Hello!I wonder if this statistics website can track the win rates of red and blue teams on each map? I’ve always felt that some maps have serious balance issues, but I don’t have any data to support that.
They have a Discord and a Patreon, I would ask them directly as I’m just a consumer of their content like everyone else. Cheers. :)
I already explained all this to the person you are talking about. He simply refuses to accept the facts and only cherry-picks the data that suits him. You can check out my post here where I tried to explain him, in a simple way, the same conclusions you came to:
In my opinion it makes no sense to argue with this person, because you are wasting your time. I don’t think he will ever understand what we are saying here. The problem is that you can always choose some statistics (ignore everything else) and build a theory based on them. Even though this theory has close to zero chances of being correct.
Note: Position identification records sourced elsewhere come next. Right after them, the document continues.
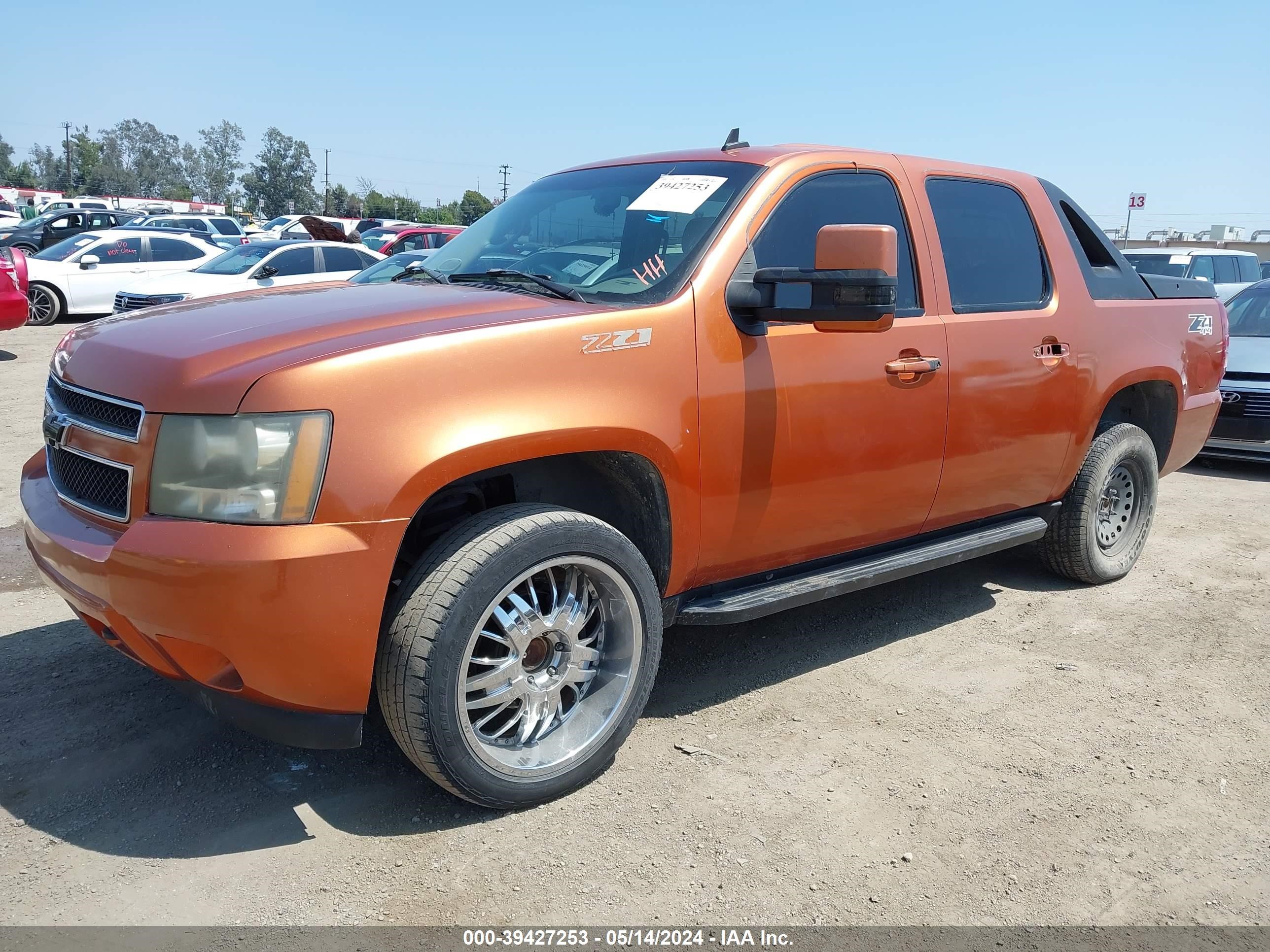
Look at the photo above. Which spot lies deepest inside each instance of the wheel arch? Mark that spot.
(1151, 403)
(623, 486)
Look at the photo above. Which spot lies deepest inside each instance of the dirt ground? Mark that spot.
(911, 754)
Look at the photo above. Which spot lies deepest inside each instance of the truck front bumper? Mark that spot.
(271, 627)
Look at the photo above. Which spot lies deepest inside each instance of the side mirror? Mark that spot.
(851, 289)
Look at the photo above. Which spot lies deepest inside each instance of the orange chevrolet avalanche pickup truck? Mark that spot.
(691, 387)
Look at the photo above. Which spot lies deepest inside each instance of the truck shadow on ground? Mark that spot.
(1247, 470)
(105, 756)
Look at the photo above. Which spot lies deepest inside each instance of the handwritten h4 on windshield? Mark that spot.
(653, 270)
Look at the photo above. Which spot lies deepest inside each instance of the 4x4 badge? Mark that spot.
(616, 340)
(1202, 324)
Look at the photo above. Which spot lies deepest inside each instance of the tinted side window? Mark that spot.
(1202, 267)
(1226, 270)
(173, 250)
(788, 239)
(991, 249)
(299, 261)
(342, 259)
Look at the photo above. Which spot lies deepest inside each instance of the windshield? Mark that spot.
(1249, 312)
(65, 248)
(625, 234)
(389, 268)
(375, 239)
(238, 261)
(1170, 266)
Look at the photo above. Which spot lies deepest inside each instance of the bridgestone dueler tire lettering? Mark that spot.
(429, 620)
(1071, 547)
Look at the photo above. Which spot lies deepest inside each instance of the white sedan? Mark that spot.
(262, 265)
(82, 274)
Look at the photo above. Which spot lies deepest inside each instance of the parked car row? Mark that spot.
(139, 267)
(1227, 270)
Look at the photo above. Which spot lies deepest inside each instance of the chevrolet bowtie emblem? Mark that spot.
(55, 426)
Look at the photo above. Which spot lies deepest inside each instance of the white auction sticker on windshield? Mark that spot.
(677, 193)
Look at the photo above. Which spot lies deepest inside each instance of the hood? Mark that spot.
(188, 283)
(204, 356)
(1249, 356)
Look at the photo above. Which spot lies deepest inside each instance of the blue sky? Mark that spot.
(1166, 98)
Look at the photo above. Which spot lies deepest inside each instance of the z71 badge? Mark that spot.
(616, 340)
(1200, 324)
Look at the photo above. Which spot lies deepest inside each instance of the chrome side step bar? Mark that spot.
(755, 601)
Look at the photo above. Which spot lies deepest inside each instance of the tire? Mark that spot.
(1103, 526)
(445, 650)
(43, 305)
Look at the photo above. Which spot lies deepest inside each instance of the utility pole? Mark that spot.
(69, 179)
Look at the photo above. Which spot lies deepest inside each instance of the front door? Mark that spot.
(810, 447)
(1011, 352)
(63, 228)
(296, 266)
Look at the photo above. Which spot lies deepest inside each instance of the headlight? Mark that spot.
(247, 469)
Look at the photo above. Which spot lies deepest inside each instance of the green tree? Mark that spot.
(50, 168)
(473, 206)
(283, 172)
(219, 162)
(85, 157)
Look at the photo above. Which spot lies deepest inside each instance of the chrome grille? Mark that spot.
(131, 303)
(1251, 403)
(96, 411)
(89, 483)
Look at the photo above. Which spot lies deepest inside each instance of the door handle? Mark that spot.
(910, 369)
(1047, 351)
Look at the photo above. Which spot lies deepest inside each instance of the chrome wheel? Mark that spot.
(549, 669)
(40, 306)
(1118, 510)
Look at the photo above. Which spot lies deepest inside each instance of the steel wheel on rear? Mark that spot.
(41, 306)
(549, 667)
(1118, 513)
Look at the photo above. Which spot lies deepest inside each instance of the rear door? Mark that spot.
(1011, 367)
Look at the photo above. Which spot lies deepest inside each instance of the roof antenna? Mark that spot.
(735, 141)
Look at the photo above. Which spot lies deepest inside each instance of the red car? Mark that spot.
(13, 289)
(389, 241)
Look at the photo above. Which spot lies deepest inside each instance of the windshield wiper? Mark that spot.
(416, 268)
(556, 287)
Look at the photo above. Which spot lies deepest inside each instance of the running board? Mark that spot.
(755, 601)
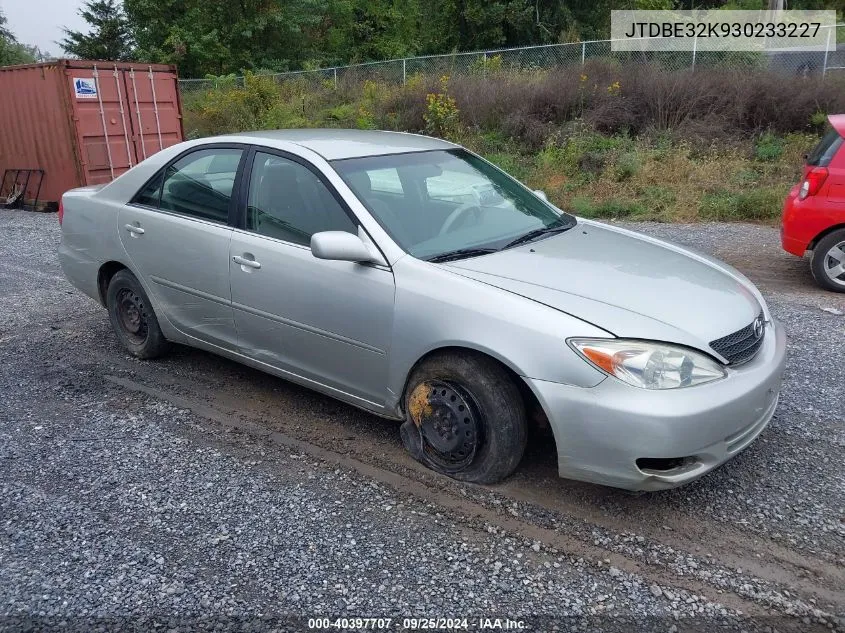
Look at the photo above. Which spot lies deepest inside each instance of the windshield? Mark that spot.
(825, 150)
(439, 202)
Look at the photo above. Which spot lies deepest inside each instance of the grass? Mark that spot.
(655, 145)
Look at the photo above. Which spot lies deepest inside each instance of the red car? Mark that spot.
(814, 211)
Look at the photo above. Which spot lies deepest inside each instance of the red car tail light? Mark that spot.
(813, 182)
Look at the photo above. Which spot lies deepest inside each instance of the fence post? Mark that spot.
(826, 51)
(694, 50)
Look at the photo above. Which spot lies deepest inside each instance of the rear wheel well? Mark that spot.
(104, 276)
(812, 245)
(534, 413)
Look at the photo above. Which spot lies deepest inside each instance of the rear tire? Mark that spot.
(829, 253)
(132, 317)
(465, 417)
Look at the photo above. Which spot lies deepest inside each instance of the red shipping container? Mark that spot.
(82, 123)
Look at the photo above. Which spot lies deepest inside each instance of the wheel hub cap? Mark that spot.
(130, 311)
(834, 264)
(448, 422)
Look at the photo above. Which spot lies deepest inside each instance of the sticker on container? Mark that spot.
(85, 88)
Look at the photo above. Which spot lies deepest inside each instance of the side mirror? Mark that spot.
(340, 246)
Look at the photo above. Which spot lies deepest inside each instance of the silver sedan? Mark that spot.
(409, 277)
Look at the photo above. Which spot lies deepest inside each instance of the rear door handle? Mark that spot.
(249, 263)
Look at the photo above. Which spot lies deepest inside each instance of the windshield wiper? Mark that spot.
(460, 253)
(536, 233)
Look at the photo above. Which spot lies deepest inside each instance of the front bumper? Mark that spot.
(602, 431)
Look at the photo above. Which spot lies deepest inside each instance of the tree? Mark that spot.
(12, 51)
(109, 35)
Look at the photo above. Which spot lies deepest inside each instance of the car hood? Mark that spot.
(627, 284)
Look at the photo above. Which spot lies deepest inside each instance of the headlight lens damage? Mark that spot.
(649, 365)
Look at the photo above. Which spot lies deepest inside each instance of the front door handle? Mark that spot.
(243, 261)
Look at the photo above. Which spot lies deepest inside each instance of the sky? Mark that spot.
(40, 22)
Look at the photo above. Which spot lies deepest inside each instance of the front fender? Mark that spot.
(436, 308)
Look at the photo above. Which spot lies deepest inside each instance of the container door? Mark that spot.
(154, 105)
(103, 130)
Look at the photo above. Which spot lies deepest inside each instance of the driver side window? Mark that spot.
(287, 201)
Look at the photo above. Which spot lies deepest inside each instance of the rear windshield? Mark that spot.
(825, 150)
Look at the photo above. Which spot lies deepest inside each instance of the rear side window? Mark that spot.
(824, 152)
(150, 195)
(198, 185)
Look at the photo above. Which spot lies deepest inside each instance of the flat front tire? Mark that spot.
(465, 417)
(132, 317)
(828, 263)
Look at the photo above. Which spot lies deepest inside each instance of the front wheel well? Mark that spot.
(104, 276)
(534, 413)
(818, 238)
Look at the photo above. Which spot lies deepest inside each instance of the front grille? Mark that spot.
(741, 346)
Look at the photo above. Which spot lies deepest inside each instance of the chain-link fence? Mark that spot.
(800, 63)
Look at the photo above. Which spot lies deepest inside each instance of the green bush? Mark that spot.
(756, 204)
(627, 165)
(606, 209)
(768, 147)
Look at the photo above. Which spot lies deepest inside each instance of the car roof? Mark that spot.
(336, 144)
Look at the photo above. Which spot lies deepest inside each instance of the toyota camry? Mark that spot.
(409, 277)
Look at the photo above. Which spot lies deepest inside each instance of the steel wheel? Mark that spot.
(130, 312)
(834, 264)
(449, 424)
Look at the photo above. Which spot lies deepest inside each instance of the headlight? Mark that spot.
(649, 365)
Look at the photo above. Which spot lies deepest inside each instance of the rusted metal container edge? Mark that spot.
(83, 122)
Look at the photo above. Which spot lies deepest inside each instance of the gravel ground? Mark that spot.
(121, 510)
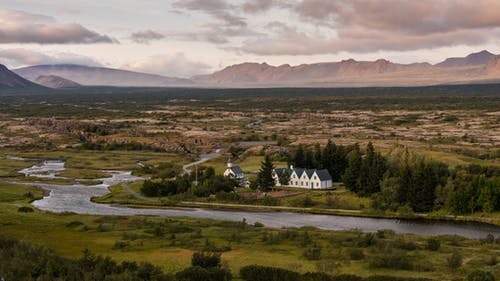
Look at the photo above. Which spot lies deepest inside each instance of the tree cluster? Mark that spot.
(208, 183)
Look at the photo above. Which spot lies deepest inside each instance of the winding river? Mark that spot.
(76, 199)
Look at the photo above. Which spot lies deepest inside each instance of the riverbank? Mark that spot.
(128, 195)
(169, 242)
(317, 211)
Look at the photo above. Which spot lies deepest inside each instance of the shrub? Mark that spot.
(25, 210)
(356, 254)
(455, 261)
(479, 275)
(367, 240)
(312, 253)
(74, 224)
(264, 273)
(196, 273)
(120, 245)
(409, 246)
(316, 276)
(346, 277)
(489, 238)
(492, 261)
(205, 259)
(396, 260)
(433, 244)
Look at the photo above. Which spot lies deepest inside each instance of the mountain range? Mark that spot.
(10, 80)
(481, 67)
(475, 68)
(101, 76)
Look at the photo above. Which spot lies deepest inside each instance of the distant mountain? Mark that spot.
(347, 70)
(100, 76)
(473, 59)
(10, 80)
(55, 82)
(475, 68)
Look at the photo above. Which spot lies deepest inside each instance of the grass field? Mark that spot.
(170, 242)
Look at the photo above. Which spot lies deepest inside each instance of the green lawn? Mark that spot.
(177, 238)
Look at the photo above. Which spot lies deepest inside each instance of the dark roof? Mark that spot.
(237, 170)
(299, 171)
(323, 174)
(278, 171)
(309, 172)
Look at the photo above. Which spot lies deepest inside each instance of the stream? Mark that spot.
(76, 199)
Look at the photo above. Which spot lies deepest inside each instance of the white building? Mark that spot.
(305, 178)
(237, 173)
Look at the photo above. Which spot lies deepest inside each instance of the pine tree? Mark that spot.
(265, 176)
(284, 177)
(299, 159)
(352, 172)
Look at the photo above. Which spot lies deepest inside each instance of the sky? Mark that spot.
(183, 38)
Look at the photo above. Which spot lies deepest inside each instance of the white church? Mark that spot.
(237, 173)
(305, 178)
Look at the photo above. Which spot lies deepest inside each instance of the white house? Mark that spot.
(236, 172)
(305, 178)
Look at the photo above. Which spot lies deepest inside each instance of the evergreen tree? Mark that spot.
(353, 170)
(284, 177)
(300, 158)
(372, 171)
(309, 162)
(265, 176)
(317, 163)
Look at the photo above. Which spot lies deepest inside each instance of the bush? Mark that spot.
(264, 273)
(74, 224)
(489, 238)
(455, 261)
(313, 253)
(197, 273)
(205, 259)
(346, 277)
(120, 245)
(409, 246)
(25, 210)
(356, 254)
(397, 260)
(479, 275)
(316, 276)
(433, 244)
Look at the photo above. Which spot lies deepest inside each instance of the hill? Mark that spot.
(56, 82)
(10, 80)
(101, 76)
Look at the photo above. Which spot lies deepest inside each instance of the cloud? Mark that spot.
(329, 27)
(255, 6)
(177, 65)
(289, 40)
(22, 27)
(226, 25)
(219, 9)
(416, 17)
(23, 57)
(146, 36)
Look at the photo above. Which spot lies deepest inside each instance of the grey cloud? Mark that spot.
(227, 23)
(22, 27)
(177, 65)
(418, 17)
(201, 5)
(24, 57)
(287, 40)
(146, 36)
(255, 6)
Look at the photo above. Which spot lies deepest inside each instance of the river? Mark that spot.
(76, 199)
He didn’t want you to include April data, because this data shows something he refuses to accept. He just want you to compare February to March data, which in his mind proves that Naval Arcade aiming change was a huge success. After all, March had more Naval Arcade players than February. He just deliberately ignores all other factors.
Yeah, well, that loss at the low end is something else, people can think what they want but the numbers are pretty clear. Fully half of the 2.3 games and a third of the 2.7 and 2.0 lobbies just… gone. That’s basically all your coastal-only play. Also over a quarter if you just look at 4.0-6.0 so a lot of cruiser players have left too.
Sure it’s i am the one who asked "February to March " not the Bruce_R1 himself self posted it.
Just like Bruce_R1 doing it, and when question asked he retreat here posted excuses instead of requested data and chart where you can’t see the numbers.
When there is clearly same percentages drop between March and April in ~25-28% both in players and overall games in both NAB and NRB.
Even what he shows is who know what when removed 1.0-1.3 BR where was increase, and 7.3 section. And not showing actual numbers of this so they could be checked and seen, when some BR got way more players and games(3.3-7.7) and other got way few(1.0-3.0 where he actually played). That a literally cherry-picking as you say.